The singer-songwriter delighted audiences with live performances for decades — but his successful concert touring career came to an end in 2018, after Diamond was diagnosed with Parkinson’s disease.
In a recent interview, the 82-year-old musician opened up about finally coming to terms with the disease.
Speaking with CBS Sunday Morning, Diamond revealed it took some time to process his Parkinson’s diagnosis.
“In a sense, I was in denial for the first year or two,” Diamond said. “When the doctor told me what it was, I was just not ready to accept it. I said, ‘Oh, okay. I’ll see you, you know, whenever you wanna see me. But I have work to do, so I’ll see you later.’”
In 2017, Diamond toured the United States and Europe as part of his 50th Anniversary tour. But in 2018, he announced he was canceling the upcoming Australia and New Zealand leg of the tour, saying Parkinson’s had made it too difficult to continue touring.

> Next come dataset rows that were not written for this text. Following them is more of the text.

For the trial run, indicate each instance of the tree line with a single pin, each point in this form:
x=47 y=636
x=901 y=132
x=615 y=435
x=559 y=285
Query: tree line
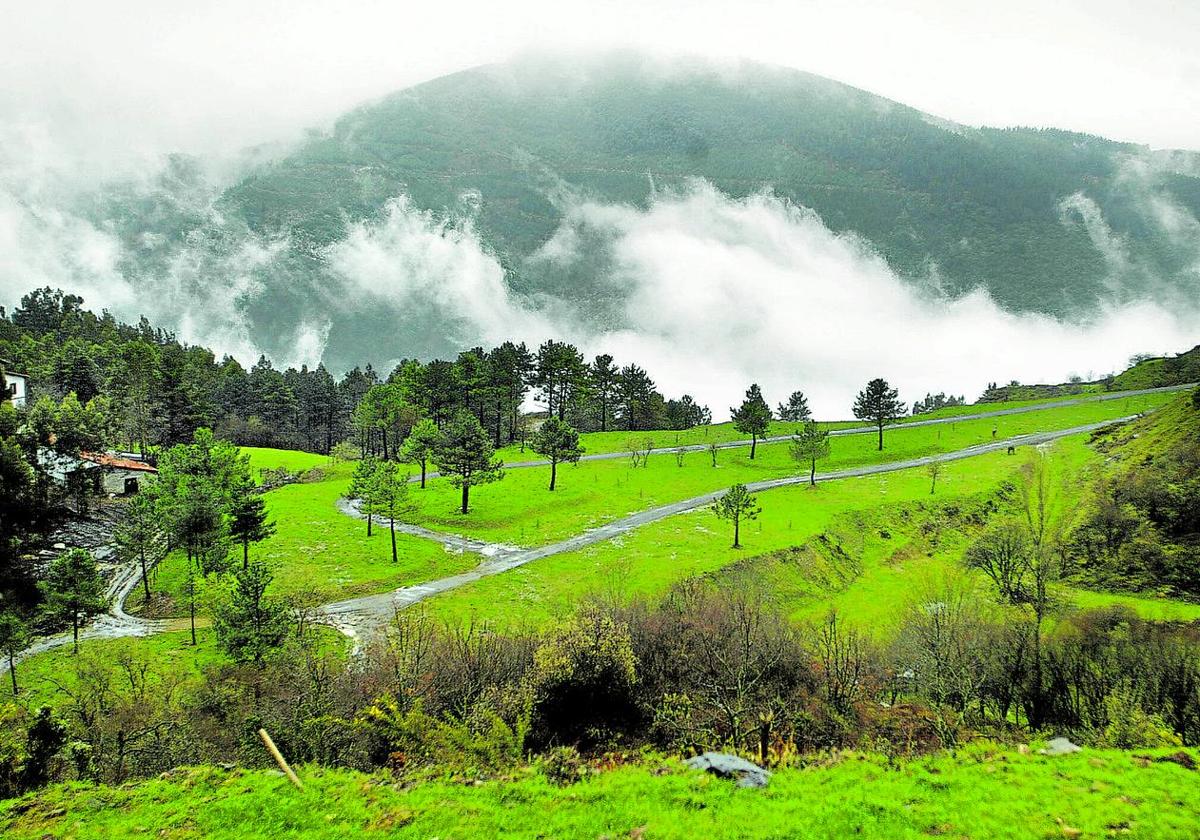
x=160 y=390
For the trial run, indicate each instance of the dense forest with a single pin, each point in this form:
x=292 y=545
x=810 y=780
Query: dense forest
x=156 y=390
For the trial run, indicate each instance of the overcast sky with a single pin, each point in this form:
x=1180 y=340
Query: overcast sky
x=103 y=79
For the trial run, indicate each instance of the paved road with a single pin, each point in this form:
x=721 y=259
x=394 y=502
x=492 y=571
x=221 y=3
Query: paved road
x=367 y=612
x=861 y=430
x=357 y=616
x=114 y=624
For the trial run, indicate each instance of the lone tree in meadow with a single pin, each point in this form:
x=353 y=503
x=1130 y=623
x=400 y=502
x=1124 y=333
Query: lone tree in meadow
x=753 y=417
x=73 y=591
x=735 y=505
x=465 y=455
x=251 y=624
x=390 y=495
x=139 y=537
x=796 y=409
x=811 y=444
x=879 y=403
x=13 y=639
x=247 y=519
x=934 y=469
x=419 y=445
x=363 y=487
x=556 y=441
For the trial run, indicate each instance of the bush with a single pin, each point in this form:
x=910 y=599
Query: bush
x=1131 y=726
x=582 y=682
x=563 y=766
x=415 y=739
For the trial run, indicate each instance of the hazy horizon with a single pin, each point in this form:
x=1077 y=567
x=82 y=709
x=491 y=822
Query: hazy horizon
x=93 y=97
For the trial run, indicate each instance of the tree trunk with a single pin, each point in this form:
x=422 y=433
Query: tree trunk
x=145 y=580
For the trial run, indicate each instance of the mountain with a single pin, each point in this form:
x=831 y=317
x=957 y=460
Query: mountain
x=1047 y=221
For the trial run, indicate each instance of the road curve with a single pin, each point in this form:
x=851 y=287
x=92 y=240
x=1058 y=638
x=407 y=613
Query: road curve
x=114 y=624
x=358 y=615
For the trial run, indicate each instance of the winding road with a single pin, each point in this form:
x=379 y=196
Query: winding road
x=359 y=616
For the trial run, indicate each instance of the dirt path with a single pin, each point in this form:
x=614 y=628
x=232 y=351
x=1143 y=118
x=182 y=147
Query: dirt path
x=858 y=430
x=114 y=624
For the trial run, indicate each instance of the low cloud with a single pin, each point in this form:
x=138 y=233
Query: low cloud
x=409 y=261
x=726 y=292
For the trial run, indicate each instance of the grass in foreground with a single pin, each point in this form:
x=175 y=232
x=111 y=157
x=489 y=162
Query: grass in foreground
x=982 y=792
x=864 y=546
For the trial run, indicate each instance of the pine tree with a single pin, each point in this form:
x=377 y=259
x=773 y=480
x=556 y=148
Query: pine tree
x=559 y=443
x=390 y=493
x=796 y=409
x=247 y=519
x=419 y=445
x=735 y=505
x=363 y=487
x=73 y=591
x=465 y=455
x=811 y=444
x=251 y=624
x=880 y=403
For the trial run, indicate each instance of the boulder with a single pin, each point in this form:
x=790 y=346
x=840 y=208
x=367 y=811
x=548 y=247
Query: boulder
x=726 y=766
x=1060 y=747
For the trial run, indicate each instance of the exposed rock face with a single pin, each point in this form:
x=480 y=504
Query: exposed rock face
x=726 y=766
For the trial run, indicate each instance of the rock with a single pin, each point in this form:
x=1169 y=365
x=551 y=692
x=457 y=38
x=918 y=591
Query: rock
x=1060 y=747
x=726 y=766
x=1182 y=759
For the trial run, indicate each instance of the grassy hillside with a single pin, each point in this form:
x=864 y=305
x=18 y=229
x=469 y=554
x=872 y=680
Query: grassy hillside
x=982 y=792
x=322 y=553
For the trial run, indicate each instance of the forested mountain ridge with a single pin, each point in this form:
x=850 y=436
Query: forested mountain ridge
x=982 y=204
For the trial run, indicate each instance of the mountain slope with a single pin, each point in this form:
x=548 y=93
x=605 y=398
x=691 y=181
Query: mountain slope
x=1047 y=221
x=982 y=204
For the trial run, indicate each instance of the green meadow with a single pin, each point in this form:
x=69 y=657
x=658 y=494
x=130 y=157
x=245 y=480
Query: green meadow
x=982 y=791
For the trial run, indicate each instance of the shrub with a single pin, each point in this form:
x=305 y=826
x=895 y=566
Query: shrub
x=415 y=739
x=1131 y=726
x=563 y=766
x=582 y=682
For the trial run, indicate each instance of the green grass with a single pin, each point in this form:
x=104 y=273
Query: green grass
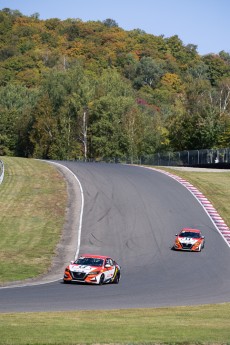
x=31 y=217
x=194 y=325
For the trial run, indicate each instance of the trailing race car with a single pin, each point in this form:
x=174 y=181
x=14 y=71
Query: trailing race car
x=189 y=239
x=94 y=269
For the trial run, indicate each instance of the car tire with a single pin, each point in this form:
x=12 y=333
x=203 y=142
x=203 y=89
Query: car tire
x=101 y=281
x=117 y=279
x=66 y=281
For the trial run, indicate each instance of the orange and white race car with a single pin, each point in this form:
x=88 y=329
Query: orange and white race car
x=189 y=239
x=93 y=269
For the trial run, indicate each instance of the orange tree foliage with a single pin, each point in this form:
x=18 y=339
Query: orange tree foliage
x=99 y=69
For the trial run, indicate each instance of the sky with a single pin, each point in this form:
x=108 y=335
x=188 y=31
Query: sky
x=204 y=23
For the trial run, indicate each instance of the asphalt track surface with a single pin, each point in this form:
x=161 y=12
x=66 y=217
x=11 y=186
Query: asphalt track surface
x=132 y=214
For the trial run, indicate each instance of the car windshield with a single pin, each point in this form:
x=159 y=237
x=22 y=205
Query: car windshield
x=89 y=262
x=189 y=234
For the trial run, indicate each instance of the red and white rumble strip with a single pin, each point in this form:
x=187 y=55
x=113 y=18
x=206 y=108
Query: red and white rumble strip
x=205 y=203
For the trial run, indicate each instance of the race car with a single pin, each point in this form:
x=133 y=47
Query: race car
x=93 y=269
x=189 y=239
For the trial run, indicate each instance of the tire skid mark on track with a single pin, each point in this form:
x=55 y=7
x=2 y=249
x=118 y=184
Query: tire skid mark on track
x=216 y=219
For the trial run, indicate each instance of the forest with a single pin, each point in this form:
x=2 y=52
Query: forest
x=92 y=91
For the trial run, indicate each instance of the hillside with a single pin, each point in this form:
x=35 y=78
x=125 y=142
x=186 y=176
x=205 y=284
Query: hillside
x=90 y=90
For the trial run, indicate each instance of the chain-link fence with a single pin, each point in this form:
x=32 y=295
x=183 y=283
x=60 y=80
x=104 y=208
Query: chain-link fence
x=207 y=157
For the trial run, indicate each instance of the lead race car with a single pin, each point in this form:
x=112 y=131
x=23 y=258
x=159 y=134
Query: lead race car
x=93 y=269
x=189 y=239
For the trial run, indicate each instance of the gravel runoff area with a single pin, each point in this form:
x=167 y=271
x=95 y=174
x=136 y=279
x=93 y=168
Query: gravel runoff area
x=67 y=247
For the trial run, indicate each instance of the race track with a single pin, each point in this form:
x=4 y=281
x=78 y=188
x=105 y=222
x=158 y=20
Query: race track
x=133 y=214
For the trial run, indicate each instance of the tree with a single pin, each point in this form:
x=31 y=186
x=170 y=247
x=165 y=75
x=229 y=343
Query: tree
x=148 y=72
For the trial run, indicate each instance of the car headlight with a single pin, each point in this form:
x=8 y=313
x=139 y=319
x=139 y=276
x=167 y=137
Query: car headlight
x=93 y=273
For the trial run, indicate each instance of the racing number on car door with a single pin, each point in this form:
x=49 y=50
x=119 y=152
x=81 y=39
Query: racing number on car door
x=109 y=271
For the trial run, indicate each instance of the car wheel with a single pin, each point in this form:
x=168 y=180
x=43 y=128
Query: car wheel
x=101 y=281
x=66 y=281
x=117 y=279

“It is with great reluctance and disappointment that I announce my retirement from concert touring. I have been so honored to bring my shows to the public for the past 50 years,” Diamond said in a press release at the time.
Diamond told CBS that it was “very hard” to give up touring, and it has taken him a lot of time and work to fully accept his diagnosis and retirement. But the musician said “in the last few weeks” he’s finally made peace with it.
“Somehow a calm has moved [into] the hurricane of my life, and things have gotten very quiet, as quiet as this recording studio,” Diamond said. “And I like it. I find that I like myself better. I’m easier on people, I’m easier on myself. And the beat goes on, and it will go on long after I’m gone.”
Though Neil Diamond is retired from performing, he remains very popular with fans around the world. A biographical stage musical about his life, A Beautiful Noise, is currently playing on Broadway, and Diamond called it “absolutely wonderful” and “a dream come true.”
“This show was part of my psychotherapy. And it hurt. I didn’t like looking at myself in many of the scenes,” he admitted to CBS.
Fans who attended the premiere of that show last year got a very special surprise: Diamond himself performed “Sweet Caroline” during the curtain call.
And in June 2022, Diamond performed “Sweet Caroline” at a Boston Red Sox game. The song is a nightly tradition at Fenway Park.
Though Parkinson’s has forced him to stop touring, it’s clear that Neil Diamond can still sing and is still happy to give his all in rare appearances — and audiences love it.
Parkinson’s disease is a very challenging diagnosis, but we’re happy to see that Neil Diamond has made peace with it.